Left fluoroscopic retrograde pyelography demonstrating a PUJ obstruction configuration and dilated renal pelvis.

Fig. 3.

Fig. 3

Post-operative picture showing retrieved jackstones (spicules had to be broken for retrieval).

3. Discussion

Jackstones typically form in the bladder, due to bladder outlet obstruction and stasis of urine. Other causes of bladder stones such as infection and foreign bodies do not form jackstones. It has been postulated that jackstones arise due to mucoprotein deposition at the tips of the spicules, acting as a scaffold for precipitation of loose crystalline matrix of calcium oxalate dihydrate.4

This is a case demonstrating a rare event of the formation of multiple jackstones in the renal pelvis. Upon review of related case reports, we discuss possible pathophysiological mechanisms. It is likely that in the case we present, the capacious renal pelvis caused by obstruction enabled formation of the jackstones. The cause of this configuration may have been due to the high medial insertion of the ureter onto the renal pelvis, compounded by inflammation caused by the multiple renal stones.

Notably, the other case reports described a solitary jackstone in the kidney whilst our case had two jackstones. The mechanism potentially responsible for the development of multiple jackstones is due to the saturation of other intrarenal stones that served as a nucleus for the stellate calcification to form.

These calculi may be incidental or may be symptomatic with pain or haematuria from the chronic mechanical urothelial irritation from the size and contour of the jackstones.5 Although complications from upper tract jackstones have not been reported, complications of bladder jackstones include fistulas, obstruction and bladder perforation. In an obstructed renal pelvis, potential similar complications could be anticipated.

Jackstones in the bladder tend to be susceptible to fragmentation by extracorporeal shock wave lithotripsy (ESWL).
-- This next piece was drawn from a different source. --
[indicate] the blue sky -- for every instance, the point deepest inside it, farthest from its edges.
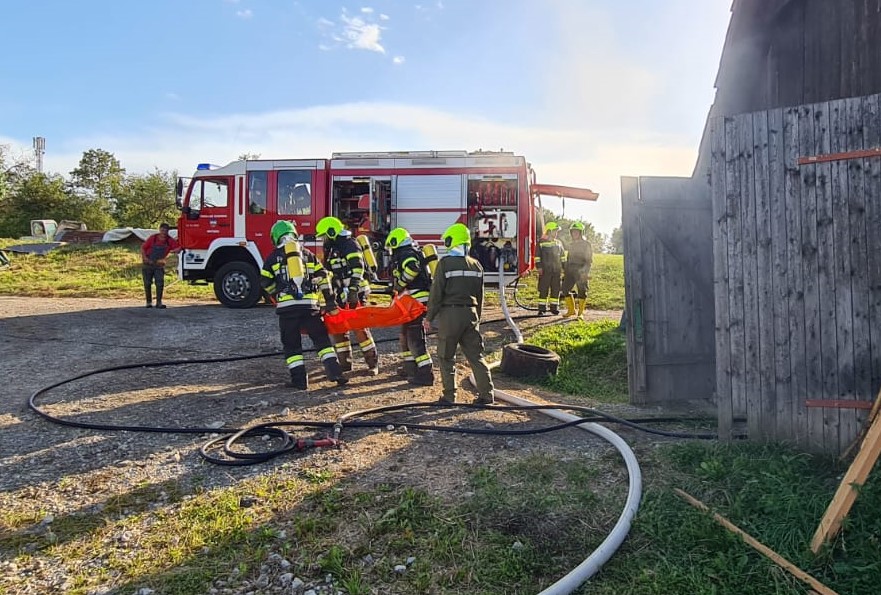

However as multiple renal stones were identified and PUJ obstruction demonstrated on a functional scan, we did not offer ESWL as a modality.

4. Conclusion

Multiple jackstones in the renal pelvis is a rare but potential occurrence and may be recognised due to their unique radiological characteristics. Although cases can be symptomatic, they may also present without pain and haematuria. The presence of multiple jackstones should prompt for evaluation for obstruction and complete stone clearance should be achieved to avoid recurrence.

Declaration of competing interest

There is no conflict of interest associated with this publication and no financial support was required at time of submission.